There’s a song I used to listen to a lot and that I related to differently than I relate to it today. It’s Billy Joel’s, Angry Young Man. In those days, I related to this part:
There’s a place in the world for the angry young man
With his working-class ties and his radical plans
He refuses to bend, he refuses to crawl
He’s always at home with his back to the wall
And he’s proud of his scars and the battles he’s lost
And he struggles and bleeds as he hangs on the cross
And he likes to be known as the angry young man
After decades of working in politics, a lot of my views have changed. I remain the same (or close to it) ideologically as I was back then but I have softened in a lot of ways. I have never had a political litmus test for friends but I have learned (the hard way) that some of my friends do.
Today, these lyrics resonate more:
I believe I’ve passed the age of consciousness and righteous rage
I found that just surviving was a noble fight
I once believed in causes too
I had my pointless point of view
And life went on no matter who was wrong or right
I still work and fight for the causes I care about (genocide prevention, voting rights, healthcare reform, gun control, …) but I also see the value of having friends who both share my views and hearing from people who disagree with me. I don’t want to live in an echo chamber.
You don’t have to be angry to make a difference. Even if it is a small difference.
To recap my career, I have spent most of it working on campaigns, for the government, nonprofits, or the United Nations. When I could make a difference, I took the opportunity. A great example is my proudest moment.

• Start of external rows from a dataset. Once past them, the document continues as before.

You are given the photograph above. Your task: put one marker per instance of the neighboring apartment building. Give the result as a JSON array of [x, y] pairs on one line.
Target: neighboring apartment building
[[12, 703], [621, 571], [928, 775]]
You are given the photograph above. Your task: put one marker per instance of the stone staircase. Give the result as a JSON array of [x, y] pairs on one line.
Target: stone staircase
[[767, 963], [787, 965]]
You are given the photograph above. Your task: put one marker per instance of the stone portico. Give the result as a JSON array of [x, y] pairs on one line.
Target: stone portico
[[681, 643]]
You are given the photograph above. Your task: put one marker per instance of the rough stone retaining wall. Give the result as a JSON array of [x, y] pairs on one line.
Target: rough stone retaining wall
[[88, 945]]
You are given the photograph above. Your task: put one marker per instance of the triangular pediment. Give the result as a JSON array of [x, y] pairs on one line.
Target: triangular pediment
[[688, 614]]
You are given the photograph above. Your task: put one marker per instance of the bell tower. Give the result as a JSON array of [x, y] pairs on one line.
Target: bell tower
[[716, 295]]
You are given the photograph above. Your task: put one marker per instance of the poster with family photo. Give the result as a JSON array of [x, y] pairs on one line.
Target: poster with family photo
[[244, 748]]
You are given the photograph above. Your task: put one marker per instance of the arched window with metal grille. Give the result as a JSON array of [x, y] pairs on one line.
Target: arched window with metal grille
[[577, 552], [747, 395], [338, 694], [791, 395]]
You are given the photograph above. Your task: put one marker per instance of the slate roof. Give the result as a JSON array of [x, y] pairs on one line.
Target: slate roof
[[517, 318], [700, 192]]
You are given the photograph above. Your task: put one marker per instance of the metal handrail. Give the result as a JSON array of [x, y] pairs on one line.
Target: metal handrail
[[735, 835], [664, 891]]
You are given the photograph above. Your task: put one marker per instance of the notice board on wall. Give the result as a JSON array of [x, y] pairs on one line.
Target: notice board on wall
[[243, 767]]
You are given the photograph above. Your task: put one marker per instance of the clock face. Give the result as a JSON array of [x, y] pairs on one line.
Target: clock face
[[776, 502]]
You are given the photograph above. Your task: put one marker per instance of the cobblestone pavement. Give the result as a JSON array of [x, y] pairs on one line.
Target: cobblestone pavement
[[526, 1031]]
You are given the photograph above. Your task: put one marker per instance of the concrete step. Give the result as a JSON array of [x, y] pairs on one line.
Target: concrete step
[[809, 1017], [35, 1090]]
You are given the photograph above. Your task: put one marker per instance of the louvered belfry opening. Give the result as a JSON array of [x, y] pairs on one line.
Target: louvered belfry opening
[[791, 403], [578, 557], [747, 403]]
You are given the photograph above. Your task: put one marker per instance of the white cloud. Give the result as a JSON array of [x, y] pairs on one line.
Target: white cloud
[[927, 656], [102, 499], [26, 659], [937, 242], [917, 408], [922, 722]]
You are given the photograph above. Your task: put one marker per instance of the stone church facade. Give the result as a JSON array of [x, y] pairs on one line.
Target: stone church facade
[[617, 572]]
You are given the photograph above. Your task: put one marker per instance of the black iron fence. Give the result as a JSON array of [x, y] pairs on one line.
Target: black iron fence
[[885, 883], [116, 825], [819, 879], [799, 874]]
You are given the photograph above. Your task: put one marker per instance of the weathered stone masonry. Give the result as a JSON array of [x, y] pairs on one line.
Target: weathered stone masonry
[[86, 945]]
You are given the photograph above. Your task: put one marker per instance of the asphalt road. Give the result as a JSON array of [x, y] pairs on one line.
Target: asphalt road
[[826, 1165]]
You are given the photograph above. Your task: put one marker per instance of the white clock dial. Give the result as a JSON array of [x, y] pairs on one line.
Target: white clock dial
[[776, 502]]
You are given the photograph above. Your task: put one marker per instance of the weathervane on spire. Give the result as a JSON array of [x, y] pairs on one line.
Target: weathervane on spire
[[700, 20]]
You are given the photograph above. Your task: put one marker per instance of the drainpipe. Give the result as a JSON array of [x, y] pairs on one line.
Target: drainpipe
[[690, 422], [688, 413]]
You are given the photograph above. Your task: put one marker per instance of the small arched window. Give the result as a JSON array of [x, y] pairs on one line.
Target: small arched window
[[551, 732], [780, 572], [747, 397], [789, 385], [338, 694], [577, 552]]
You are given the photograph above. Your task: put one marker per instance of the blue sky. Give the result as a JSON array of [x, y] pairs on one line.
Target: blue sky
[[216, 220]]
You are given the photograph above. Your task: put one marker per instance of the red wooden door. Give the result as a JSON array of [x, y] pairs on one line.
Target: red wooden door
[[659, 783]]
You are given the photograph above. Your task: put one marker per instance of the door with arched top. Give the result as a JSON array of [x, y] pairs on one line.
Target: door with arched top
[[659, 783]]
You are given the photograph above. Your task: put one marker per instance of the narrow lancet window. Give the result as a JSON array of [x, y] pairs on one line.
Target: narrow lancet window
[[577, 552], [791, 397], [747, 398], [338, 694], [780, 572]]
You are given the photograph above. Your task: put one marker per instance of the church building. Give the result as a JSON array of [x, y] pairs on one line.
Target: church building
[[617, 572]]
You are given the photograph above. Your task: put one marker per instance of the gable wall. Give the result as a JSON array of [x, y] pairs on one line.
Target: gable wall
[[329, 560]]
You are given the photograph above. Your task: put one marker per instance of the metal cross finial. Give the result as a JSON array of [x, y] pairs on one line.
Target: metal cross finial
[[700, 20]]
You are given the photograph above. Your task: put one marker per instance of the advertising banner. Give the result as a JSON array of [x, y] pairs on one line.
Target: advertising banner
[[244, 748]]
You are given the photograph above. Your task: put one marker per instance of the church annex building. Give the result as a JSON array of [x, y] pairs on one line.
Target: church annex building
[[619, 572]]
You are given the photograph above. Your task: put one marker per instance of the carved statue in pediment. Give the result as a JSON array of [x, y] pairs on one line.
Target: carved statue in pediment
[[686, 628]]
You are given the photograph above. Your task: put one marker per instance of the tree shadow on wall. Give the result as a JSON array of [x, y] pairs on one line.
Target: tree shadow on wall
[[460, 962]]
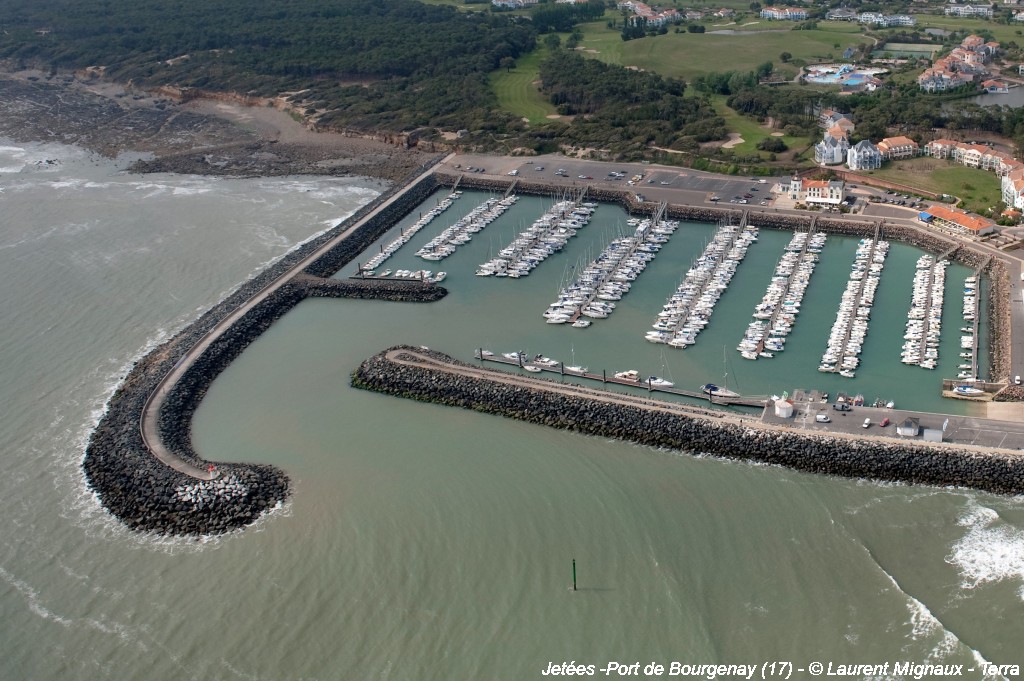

In 2007, I worked for Congressman Joe Sestak (D-PA) and the Foreign Intelligence Surveillance Act (FISA) was up for reauthorization. I opposed that. The Legislative Director in the office thought our boss should vote for it because it would look bad politically. As he was a former Admiral in the Navy, I thought he could do the right thing and not have an issue. I texted him the Benjamin Franklin quote (or a version of it), “Those who would give up liberty for security deserve neither.” When he said it on the House floor, I felt like I made a difference. He voted no but it still passed. When I left work that day, after 18 hours, I felt I had fought the good fight.
Example two: When I was an intern in the White House in 1993, I was in the correspondence department and they were sending out letters from Hillary Rodham Clinton from “Mrs. William Jefferson Clinton.” I was horrified. I was actually assigned to the Media Affairs Office but was down there because there were more computers.
The person who got me into the Media Affairs Office told me to “keep quiet.” I didn’t listen. I asked if the First Lady’s Office had been notified and it hadn’t been. That’s just the way they always did things. I cannot say for sure that this is why this policy changed but I never saw that again. This may not seem like a life changing difference I may have made but I think it means the way women are thought of at the White House is a little different because of me.
These aren’t monumental changes that I caused. Nor will they win me any prizes or awards. They are just examples of when I stood up when I was told to sit down.
I am proud of the work I did as an advance person. The letters and cards I got after events I helped put on thanking me for my hard work make me think that maybe people stayed active in politics after I left. The people with whom I remain friends after I left the housing nonprofit make me think that I made their lives a little better.
Today, I support President Joe Biden and am grateful he beat Trump. As a progressive, my patience is not endless but he did say he needed a year to fulfil his promises. I will give him that. I am heartened by the Squad members who are fighting the centrists to get that $3.5 trillion bill passed. If they back down or Biden does not come through with most of his promises by January 20, 2022, I will have a different view. Nothing happens in Washington quickly.
Recently, a friend whom I have known decades has stopped talking to me over politics. This person and I are actually on the same side of a lot off issues but they think I am a shill for the establishment. That makes me sad because I hope I am not that. It also makes me sad because we had reconnected a few years ago and have very similar senses of humor. I can also relate to the anger this person feels at the government right now. I was in that boat back in the 90s. That’s when I wrote this. It’s all about how disappointed I was in the Clinton Administration and Congress for doing nothing in Bosnia and health care reform failed (and we had a bigger majority on both sides of Capitol Hill). Back then I was desperately hoping the Democrats would “grow a pair.”
I am still waiting for that to happen but I refuse to let the “perfect be the enemy of the good.”
The title of this post is a play on the title of a movie about Gloria Vandebilt’s childhood. It was called, “Little Gloria, happy at last.”